Senin, 18 Jun 2018
radarjember
icon featured
Features

Keuletan Budi Purwadi, Penderita Difabel Yang Gigih Cari Rejeki

Minggu, 18 Feb 2018 08:15 | editor : Dzikri Abdi Setia

Disabilitas, Tuna Daksa Jember, Radar Jember,

PANTANG MENYERAH: Budi Purwadi yang memiliki satu kaki tetap bersemangat menghadapi hidup dengan menambal ban. (WAWAN DWI/RADAR IJEN)

Cacat fisik bukan harus berpangku tangan. Itulah yang ditunjukkan Budi Purwardi. Meski hanya memiliki satu kaki saja, dia tetap berusaha mandiri sebagai tukang tambal ban.

”Hanya lari dan naik sepeda, kegiatan yang tak bisa saya lakukan,” tutur  Budi Purwadi, kemarin. "Meski satu kaki, saya bisa renang, memanjat, dan pernah juga kerja sebagai buruh tani," lanjutnya. 

Di bawah pohon angsana di Jalan Santawi Bondowoso, Budi Purwadi senantiasa menunggu penguna jalan yang alami ban bocor. Tak sedikit pula Budi tidak mau dibayar atas jasanya sebagai tukang tambal ban, khususnya untuk para tukang becak. 

Juga tak jarang, pengendara yang alami ban bocor terkecoh dengan fisik Budi, dan mengira normal memiliki dua kaki. 

Untuk ‘berdiri’, pria 43 tahun ini tak perlu bantuan orang lain. Dia langsung berdiri begitu saja. Bahkan untuk mengambil sesuatu, dia tak butuh alat penyangga. Budi hanya ‘meloncat-loncat’ saja, karena memang tumpuan kaki tak normal. 

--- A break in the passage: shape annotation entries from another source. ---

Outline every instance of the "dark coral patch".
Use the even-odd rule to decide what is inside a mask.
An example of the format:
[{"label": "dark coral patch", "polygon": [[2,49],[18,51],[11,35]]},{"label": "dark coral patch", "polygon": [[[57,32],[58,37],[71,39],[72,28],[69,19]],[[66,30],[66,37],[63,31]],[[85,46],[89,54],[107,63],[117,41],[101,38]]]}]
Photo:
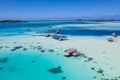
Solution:
[{"label": "dark coral patch", "polygon": [[2,59],[0,59],[0,63],[6,63],[6,62],[8,62],[8,58],[2,58]]},{"label": "dark coral patch", "polygon": [[16,46],[13,49],[11,49],[11,51],[15,51],[15,50],[20,49],[20,48],[23,48],[23,46]]},{"label": "dark coral patch", "polygon": [[63,71],[61,70],[61,67],[58,66],[57,68],[51,68],[48,69],[49,72],[53,73],[53,74],[58,74],[58,73],[62,73]]}]

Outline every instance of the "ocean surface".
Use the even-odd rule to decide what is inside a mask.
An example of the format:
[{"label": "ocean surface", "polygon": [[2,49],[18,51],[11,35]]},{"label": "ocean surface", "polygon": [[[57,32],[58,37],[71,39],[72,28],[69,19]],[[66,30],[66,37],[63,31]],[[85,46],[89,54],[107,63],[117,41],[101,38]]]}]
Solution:
[{"label": "ocean surface", "polygon": [[[120,22],[0,23],[0,80],[109,79],[101,68],[93,71],[95,61],[85,64],[92,58],[66,58],[62,48],[56,49],[58,45],[51,49],[43,47],[42,42],[27,42],[22,38],[24,35],[53,34],[56,30],[64,36],[99,37],[110,36],[113,32],[120,35]],[[21,36],[20,39],[17,36]]]}]

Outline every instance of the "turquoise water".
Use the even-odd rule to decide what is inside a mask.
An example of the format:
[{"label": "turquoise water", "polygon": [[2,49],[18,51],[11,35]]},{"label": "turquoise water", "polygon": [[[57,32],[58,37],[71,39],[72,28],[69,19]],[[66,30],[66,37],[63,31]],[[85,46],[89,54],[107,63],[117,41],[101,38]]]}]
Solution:
[{"label": "turquoise water", "polygon": [[[22,42],[21,45],[18,45],[19,40],[8,40],[10,36],[53,33],[56,29],[60,31],[61,35],[67,36],[106,36],[112,32],[120,35],[119,26],[119,22],[114,22],[112,25],[110,23],[106,25],[103,22],[0,23],[0,80],[107,79],[108,77],[99,71],[100,66],[97,67],[98,70],[94,71],[97,63],[94,60],[89,61],[89,56],[66,58],[63,56],[64,51],[61,48],[58,50],[50,50],[48,47],[41,49],[36,46],[42,46],[35,44],[37,42]],[[4,36],[8,38],[2,40]],[[7,43],[11,43],[11,45]],[[27,47],[25,47],[26,45]],[[19,48],[15,49],[16,47]]]},{"label": "turquoise water", "polygon": [[[0,70],[1,80],[92,80],[94,76],[101,77],[91,70],[91,66],[84,65],[84,59],[66,58],[61,54],[62,51],[49,52],[46,49],[41,52],[30,48],[11,51],[3,48],[0,53],[0,59],[8,58],[7,62],[0,62],[3,68]],[[49,72],[49,69],[58,66],[61,67],[61,73]]]}]

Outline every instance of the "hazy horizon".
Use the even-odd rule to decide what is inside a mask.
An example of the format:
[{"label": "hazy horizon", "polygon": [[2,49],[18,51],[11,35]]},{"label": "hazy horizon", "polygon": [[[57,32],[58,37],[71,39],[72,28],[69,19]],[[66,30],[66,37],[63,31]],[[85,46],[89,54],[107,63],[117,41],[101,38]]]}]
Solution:
[{"label": "hazy horizon", "polygon": [[120,0],[0,0],[2,19],[118,19]]}]

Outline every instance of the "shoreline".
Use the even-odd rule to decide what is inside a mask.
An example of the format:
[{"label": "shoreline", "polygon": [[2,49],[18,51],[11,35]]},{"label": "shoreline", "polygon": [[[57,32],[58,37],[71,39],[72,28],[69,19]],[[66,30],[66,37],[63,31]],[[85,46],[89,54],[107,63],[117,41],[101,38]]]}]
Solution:
[{"label": "shoreline", "polygon": [[[81,66],[81,64],[86,65],[86,67],[94,66],[95,69],[103,69],[105,77],[113,78],[115,76],[119,76],[120,71],[120,37],[118,37],[116,42],[108,42],[106,37],[68,37],[69,39],[66,41],[58,41],[54,40],[51,37],[43,37],[43,36],[11,36],[11,37],[0,37],[0,44],[3,46],[3,52],[1,52],[1,55],[4,55],[4,49],[5,46],[9,47],[7,51],[13,49],[16,46],[22,46],[24,48],[27,48],[28,53],[21,51],[21,49],[18,51],[22,52],[21,54],[28,54],[28,55],[36,55],[40,57],[39,51],[36,51],[36,49],[31,49],[29,46],[37,47],[41,46],[43,50],[45,50],[46,54],[44,57],[46,58],[58,58],[59,60],[67,60],[71,61],[71,64],[76,64],[78,66]],[[65,58],[64,50],[68,48],[76,48],[81,53],[85,54],[88,58],[92,58],[95,63],[90,62],[83,62],[79,60],[79,58]],[[49,50],[55,51],[54,54],[49,54]],[[1,51],[1,50],[0,50]],[[29,53],[30,52],[30,53]],[[9,52],[11,53],[11,52]],[[18,53],[18,52],[17,52]],[[17,54],[16,51],[13,52],[13,54]],[[44,53],[44,52],[43,52]],[[7,53],[6,53],[7,54]],[[59,54],[59,55],[58,55]],[[84,60],[83,58],[81,58]],[[60,63],[63,63],[62,61],[59,61]],[[66,62],[66,61],[65,61]],[[74,63],[76,62],[76,63]],[[81,63],[81,64],[80,64]],[[64,63],[65,64],[65,63]],[[89,64],[89,66],[87,66]],[[101,65],[102,64],[102,65]],[[78,69],[78,68],[77,68]],[[76,69],[76,70],[77,70]],[[71,73],[72,74],[72,73]],[[106,75],[108,74],[108,75]],[[112,75],[114,74],[114,76]]]}]

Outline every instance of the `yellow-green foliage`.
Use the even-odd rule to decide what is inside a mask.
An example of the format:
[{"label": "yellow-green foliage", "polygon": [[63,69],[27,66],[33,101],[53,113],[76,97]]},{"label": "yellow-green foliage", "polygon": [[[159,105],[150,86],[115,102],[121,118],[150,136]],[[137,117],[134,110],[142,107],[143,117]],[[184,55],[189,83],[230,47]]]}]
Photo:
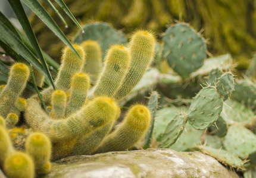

“Kelamaan kalau jalan pakai kek (alat penyangga, red). Kaki palsu sih punya, tapi ribet. Tidak bisa cepat kalau dibuat kerja,” terangnya. 

Budi ini memang dikenal ulet dalam urusan rejeki. Tidak hanya sebagai tukang tambal ban, dia juga pernah kerja sebagai kuli bangunan, dan buruh perkebunan. Pekerjaan yang memerlukan fisik kuat itu, lagi-lagi, dikerjakan Budi dengan satu kaki saja. 

"Selama tangan ini masih genap, saya bisa kerja apa saja dan tak mau kalah dengan yang normal. Tapi kalau kerja dengan bersepeda dan berlari tidak bisa," katanya.

Saat kerja sebagai buruh perkebunan yang kala itu program menanam kopi, dia pernah diremehkan. Dia pun membuktikan meski satu kaki bisa mencangkul dengan kedalaman yang sesuai. 

Cacat fisik yang dialami Budi bukan dialaminya sejak lahir. Pria asal Wonosari ini terlahir normal punya dua kaki. Namun akibat kecelakaan kereta lori saat kelas 1 SD, fisiknya berubah drastis, dan memiliki satu kaki saja. 

Akibat kecelakaan itulah, kakinya diamputasi. Bertahun-tahun dia hanya diam, dan memilih duduk-duduk saja melihat kawan-kawan kecilnya bermain. Bangkitnya Budi adalah justru saat diremehkan. Saat itu dia ditantang untuk berenang. 

"Saat kecil waktu itu, saya ditantang berenang (karena punya satu kaki). Saya tidak terima dan ingin membuktikan," katanya. Setelah dia bisa meladeni tantangan yang rasnaya nggak masuk akal itulah, motivasi Budi tumbuh hingga sekarang. 

Meski, punya satu kaki Budi tak pernah malu sedikit pun. Bahkan, dia lebih memilih sekolah di sekolah umum dari pada sekolah khusus difabel. Meski, kini Budi dikenal tukang tambal ban dengan satu kaki, namun dia tetap aktif memberikan semangat generasi muda untuk jangan mudah putus asa. 

“Anak sekarang putus cinta saja rasanya dunia berakhir. Padahal itu kecul kehidupan saja,” selorohnya.

Saat berjumpa dengan orang yang alami cacat seperti dirinya dan putus asa dalam hidup, Budi mencoba merangkulnya. Dari beberapa tuna daksa yang dia kenal,  memotivasi cacat ini tak mudah. ”Paling sulit itu orang dewasa yang baru alami cacat kecelakaan. Kalau masih kecil masih enak meski diejek masih kuat, ingin bermain terus, dan bergerak,” tambahnya. 

Sehingga, berkumpul dengan orang-orang tuna daksa lainya yang bersemangat dalam hidup tentu mempercepat untuk bangkit. Budi pun bercita-cita ingin membuka usaha yang membutuhkan tenaga banyak untuk tuna daksa.